平和堂ファーム(野洲市堤)主催の「新規就農のためのイチゴ実践講座」を修了した大久保雄介さんが守山市にイチゴ農園を開業して1カ月がたった。
大久保さんは守山市今浜町にハウスを構え、3月8日から育苗を始めた。「あきひめ」と「紅ほっぺ」、滋賀県が新たに開発した滋賀県オリジナル品種の「みおしずく」を栽培し、今年の12月に初出荷する予定。
大久保さんが受講したのは、昨年11月から今年3月までの4カ月間にわたり開講された新規就農者向けの講座で、滋賀県内で就農予定の5人が平和堂ファームで受講した。講座では、イチゴの栽培技術だけでなく、バイヤーが求める農作物、物流、商流のシステムなどについての講義も行った。
大久保さんは「専門的な知識をたくさん教えてくれた。失敗したことも含めて全部教えてもらえた」と振り返る。
平和堂ファームは2020年、滋賀県を中心にスーパーマーケットを運営する平和堂(彦根市)が開場。後継者の不足、食料自給率の低下、フードロス問題などの課題を解決に取り組んでいる。
91アールのビニールハウスでイチゴ、ミニトマト、小カブを、25アールの畑で小カブを栽培し、平和堂の店舗に出荷しているが、一番の目的は「地域農業の活性化」という。
「活性化には新規就農者を増やすことが必要」と平和堂ファーム長の延澤太さん。小売業者が農業支援を行うことについては、「ほかにも新規就農者向けの講座はあるが、小売業者の平和堂だからこそできる講座にしたかった。消費者の求めている農産物はどういうものなのかをバイヤーの立場から伝えられるのは平和堂ならでは」と胸を張る。「私も平和堂ファームの立ち上げ時に就農した。農作物を作る中で失敗もしている。就農した時に感じた不安や直面した課題をどのように解消したか、自らの経験を話すことで受講者の不安を減らすことができたと思う」とも。
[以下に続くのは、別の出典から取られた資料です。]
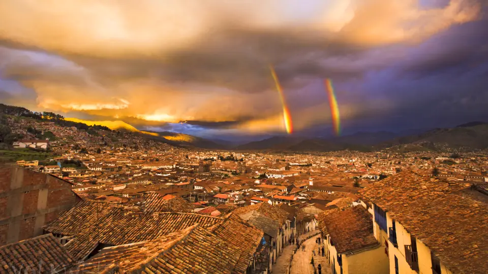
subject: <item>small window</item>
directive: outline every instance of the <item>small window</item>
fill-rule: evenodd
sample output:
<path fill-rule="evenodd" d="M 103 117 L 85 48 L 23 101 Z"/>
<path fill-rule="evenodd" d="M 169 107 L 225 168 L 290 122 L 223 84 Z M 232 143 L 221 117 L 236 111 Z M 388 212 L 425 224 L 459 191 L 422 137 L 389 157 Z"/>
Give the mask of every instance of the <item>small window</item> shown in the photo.
<path fill-rule="evenodd" d="M 395 274 L 398 274 L 398 258 L 395 256 Z"/>

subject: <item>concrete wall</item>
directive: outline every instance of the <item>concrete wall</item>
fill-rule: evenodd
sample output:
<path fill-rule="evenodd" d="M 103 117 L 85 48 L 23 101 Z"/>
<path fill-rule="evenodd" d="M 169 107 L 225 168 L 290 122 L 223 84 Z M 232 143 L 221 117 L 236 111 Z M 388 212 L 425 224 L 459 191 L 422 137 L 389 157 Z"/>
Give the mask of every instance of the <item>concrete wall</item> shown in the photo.
<path fill-rule="evenodd" d="M 0 168 L 0 245 L 42 234 L 42 226 L 80 200 L 71 186 L 22 167 Z"/>
<path fill-rule="evenodd" d="M 343 255 L 342 265 L 343 274 L 390 273 L 388 257 L 383 247 L 378 247 L 354 255 Z"/>

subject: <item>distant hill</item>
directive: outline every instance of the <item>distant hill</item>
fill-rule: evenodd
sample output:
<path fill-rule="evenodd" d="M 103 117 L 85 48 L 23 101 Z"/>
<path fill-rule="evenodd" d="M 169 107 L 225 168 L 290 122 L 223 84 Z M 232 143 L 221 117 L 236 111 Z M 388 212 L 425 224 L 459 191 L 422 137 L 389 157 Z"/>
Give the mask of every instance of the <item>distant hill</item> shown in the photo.
<path fill-rule="evenodd" d="M 65 118 L 65 120 L 76 123 L 83 123 L 89 126 L 94 125 L 104 126 L 112 130 L 124 129 L 130 131 L 139 132 L 138 129 L 123 121 L 87 121 L 75 118 Z"/>
<path fill-rule="evenodd" d="M 336 151 L 349 150 L 369 151 L 374 145 L 391 140 L 398 134 L 386 131 L 359 132 L 352 135 L 330 138 L 275 136 L 238 146 L 239 150 Z"/>
<path fill-rule="evenodd" d="M 141 131 L 142 133 L 164 138 L 170 144 L 176 144 L 181 146 L 196 147 L 209 149 L 225 149 L 229 148 L 225 144 L 218 143 L 213 141 L 188 134 L 171 131 Z"/>
<path fill-rule="evenodd" d="M 338 151 L 340 150 L 357 150 L 370 151 L 371 146 L 343 143 L 337 140 L 322 139 L 307 139 L 296 145 L 289 147 L 287 150 L 292 151 Z"/>
<path fill-rule="evenodd" d="M 470 126 L 470 124 L 475 125 Z M 409 145 L 435 151 L 488 148 L 488 124 L 468 123 L 452 128 L 436 128 L 425 132 L 384 142 L 377 149 Z M 415 147 L 412 147 L 414 148 Z"/>
<path fill-rule="evenodd" d="M 486 125 L 488 123 L 485 122 L 480 122 L 479 121 L 476 121 L 475 122 L 470 122 L 469 123 L 466 123 L 466 124 L 463 124 L 462 125 L 459 125 L 456 126 L 456 127 L 468 127 L 470 126 L 475 126 L 477 125 Z"/>

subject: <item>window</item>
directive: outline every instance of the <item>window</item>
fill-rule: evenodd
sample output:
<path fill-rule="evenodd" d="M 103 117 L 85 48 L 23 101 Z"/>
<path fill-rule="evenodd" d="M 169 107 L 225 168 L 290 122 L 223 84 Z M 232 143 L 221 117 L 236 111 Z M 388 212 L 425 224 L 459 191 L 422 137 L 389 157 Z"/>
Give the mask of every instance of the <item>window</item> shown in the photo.
<path fill-rule="evenodd" d="M 396 243 L 396 229 L 395 228 L 395 220 L 392 220 L 392 225 L 391 227 L 388 229 L 389 237 L 390 242 L 395 247 L 398 247 L 398 244 Z"/>
<path fill-rule="evenodd" d="M 395 256 L 395 274 L 398 274 L 398 258 Z"/>
<path fill-rule="evenodd" d="M 432 273 L 441 274 L 441 261 L 434 253 L 431 253 L 431 258 L 432 260 Z"/>
<path fill-rule="evenodd" d="M 380 228 L 385 232 L 388 232 L 386 227 L 386 212 L 375 204 L 375 222 L 380 226 Z"/>

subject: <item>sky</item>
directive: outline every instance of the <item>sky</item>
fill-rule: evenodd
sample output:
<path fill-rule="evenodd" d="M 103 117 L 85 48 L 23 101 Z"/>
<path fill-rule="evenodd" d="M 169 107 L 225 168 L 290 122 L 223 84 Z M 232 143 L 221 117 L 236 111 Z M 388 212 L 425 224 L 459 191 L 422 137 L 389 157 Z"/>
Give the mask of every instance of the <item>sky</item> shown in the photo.
<path fill-rule="evenodd" d="M 488 117 L 483 0 L 3 0 L 0 102 L 226 140 Z"/>

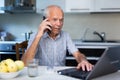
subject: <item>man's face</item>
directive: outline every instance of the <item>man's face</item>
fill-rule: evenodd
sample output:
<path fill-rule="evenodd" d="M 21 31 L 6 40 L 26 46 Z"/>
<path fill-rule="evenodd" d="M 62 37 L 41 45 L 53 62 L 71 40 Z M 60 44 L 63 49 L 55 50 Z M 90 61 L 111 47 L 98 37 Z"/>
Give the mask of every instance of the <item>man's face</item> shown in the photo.
<path fill-rule="evenodd" d="M 60 33 L 62 26 L 63 26 L 63 12 L 61 10 L 53 10 L 49 13 L 48 20 L 51 23 L 51 33 L 53 35 L 57 35 Z"/>

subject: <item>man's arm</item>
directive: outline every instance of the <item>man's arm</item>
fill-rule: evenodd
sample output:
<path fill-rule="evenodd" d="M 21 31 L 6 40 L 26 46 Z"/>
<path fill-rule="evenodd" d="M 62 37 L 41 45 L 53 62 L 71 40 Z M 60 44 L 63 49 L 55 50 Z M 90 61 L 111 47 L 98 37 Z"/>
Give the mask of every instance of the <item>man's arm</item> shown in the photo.
<path fill-rule="evenodd" d="M 87 70 L 90 71 L 93 68 L 93 65 L 90 64 L 86 57 L 80 53 L 79 51 L 76 51 L 73 53 L 73 56 L 75 57 L 76 61 L 78 62 L 77 69 L 82 68 L 83 71 Z"/>
<path fill-rule="evenodd" d="M 26 53 L 23 54 L 22 60 L 25 65 L 27 65 L 27 60 L 33 59 L 35 57 L 35 53 L 36 53 L 40 38 L 41 36 L 39 36 L 39 34 L 37 33 L 30 47 L 26 50 Z"/>
<path fill-rule="evenodd" d="M 41 22 L 38 32 L 37 32 L 32 44 L 27 49 L 26 53 L 23 54 L 23 56 L 22 56 L 22 61 L 24 62 L 25 66 L 27 65 L 27 60 L 33 59 L 35 57 L 38 43 L 39 43 L 41 37 L 43 36 L 44 32 L 46 31 L 46 29 L 51 30 L 51 28 L 48 26 L 49 23 L 47 20 L 48 19 L 45 19 Z"/>

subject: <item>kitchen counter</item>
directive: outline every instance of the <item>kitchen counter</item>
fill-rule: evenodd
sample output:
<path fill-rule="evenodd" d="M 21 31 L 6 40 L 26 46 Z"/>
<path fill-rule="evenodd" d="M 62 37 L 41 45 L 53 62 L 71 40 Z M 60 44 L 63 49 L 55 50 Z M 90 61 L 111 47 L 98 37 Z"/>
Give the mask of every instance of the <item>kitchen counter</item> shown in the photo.
<path fill-rule="evenodd" d="M 112 46 L 120 46 L 120 42 L 82 42 L 73 40 L 76 47 L 79 48 L 107 48 Z"/>
<path fill-rule="evenodd" d="M 22 41 L 0 41 L 0 44 L 15 44 L 15 43 L 20 43 Z"/>
<path fill-rule="evenodd" d="M 74 77 L 64 76 L 57 74 L 56 71 L 67 69 L 71 67 L 55 67 L 55 72 L 48 72 L 46 70 L 46 66 L 39 66 L 39 74 L 37 77 L 28 77 L 27 67 L 25 67 L 20 75 L 12 79 L 1 79 L 0 80 L 81 80 Z M 120 71 L 104 75 L 101 77 L 94 78 L 93 80 L 119 80 L 120 79 Z"/>

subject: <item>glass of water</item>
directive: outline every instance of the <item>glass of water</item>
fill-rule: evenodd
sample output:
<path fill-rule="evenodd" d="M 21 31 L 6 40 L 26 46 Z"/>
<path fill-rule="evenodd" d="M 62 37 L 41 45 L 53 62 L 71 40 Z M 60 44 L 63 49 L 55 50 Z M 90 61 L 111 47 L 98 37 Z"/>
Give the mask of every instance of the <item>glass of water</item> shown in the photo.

同じく新規就農者講座を受講し、高島市で開業した杉島一美さんは「栽培方法からパック詰め、加工方法まで教えてもらえた。実践に近い形での講座を受けることができて、開業までの不安がなくなった」と話す。
大久保さんは「守山市がとても熱心に土地探しに協力してくれた。安定して生産できるようになったら規模を拡大して、地域の人を雇用して地域経済に貢献したい」と意気込む。